Class DiagTask_gauge

java.lang.Object
io.nosqlbench.adapter.diag.optasks.BaseDiagTask
io.nosqlbench.adapter.diag.optasks.DiagTask_gauge
All Implemented Interfaces:
com.codahale.metrics.Gauge<Double>, com.codahale.metrics.Metric, DiagTask, NBParentComponentInjection, NBCanConfigure, NBConfigModelProvider, NBConfigurable, NBLabeledElement, BiFunction<Long,Map<String,Object>,Map<String,Object>>
public class DiagTask_gauge extends BaseDiagTask implements com.codahale.metrics.Gauge<Double>, NBParentComponentInjection

A diag gauge task allows you to create a source of metrics data for testing or demonstration. You can customize the function used to produce the raw values, the number of buckets to use for leavening the values over time, and the basic stat function used to summarize the buckets into an aggregate double value.

Usage Notes

The data image for the gauge summary is updated consistently with respect to monotonic (whole step) cycle values. There are a few parameters which can be adjusted in order to make the gauge data appear more realistic.
  • label - This determines the metric label, normally used as the metric family name. Default is the task name.
  • buckets - The number of values to seed incrementally to produce a data image
  • binding - The binding recipe to use to create the value stored in a bin for a given cycle
  • modulo - The interval of cycle values at which a new bin value is computed and stored in a bin
  • stat - The aggregate statistic to use when computing the gauge value: min, avg, or max

The buckets are updated incrementally and consistently based on the cycle value, modulated by the modulo value. When the gauge is observed, the present value of the buckets is converted to a values image and the result is summarized according to the selected stat.

Practical values should be selected with awareness of the op rate and the rate of change desired in the metrics over time. The buckets allow for the effective rate of change over cycles to be slowed, but it is recommended to keep bin counts relative low by increasing modulo instead.

Examples

Suppose you wanted to see a moving average, where a new value is presented every second. A new value every second is obviously not needed in practical scenarios, but it makes a useful basis for thinking about relative rates, since the rate limiters are specified in ops/s.
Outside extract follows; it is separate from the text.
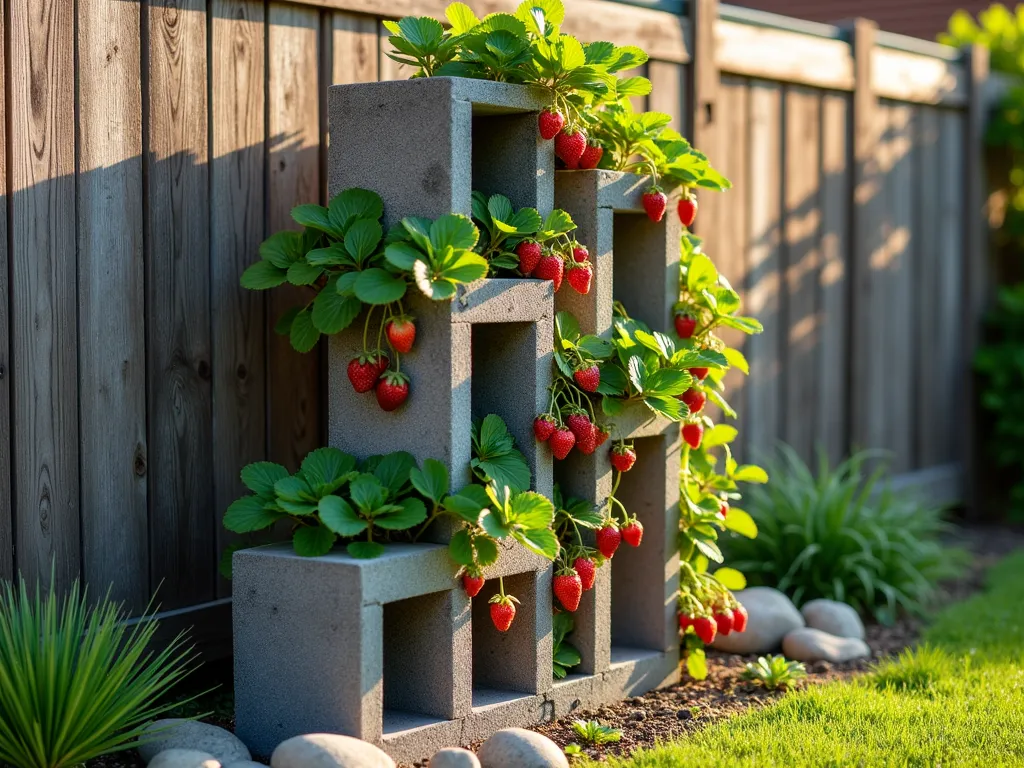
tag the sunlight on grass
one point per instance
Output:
(958, 699)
  • activity rate=10 modulo=10 - a new update will be visible every second.
  • activity rate=1000 modulo=1000 - a new gauge value will be visible every second.
  • activity rate=1000 modulo=60000 - a new gauge value will be visible every minute.
  • activity rate=100 modulo=100 buckets=50 stat=avg - a new value will be visible every second, however the rate of change will be reduced due to the large sample size.

Usage Notes

Changing the number of buckets has a different effect based on the stat. For avg, the higher the number of buckets, the smaller the standard deviation of the results. For min and max, the higher the number of buckets, the more extreme the value will become. This is true for uniform bindings and non-uniform binding functions as well, although you can tailor the shape of the sample data as you like.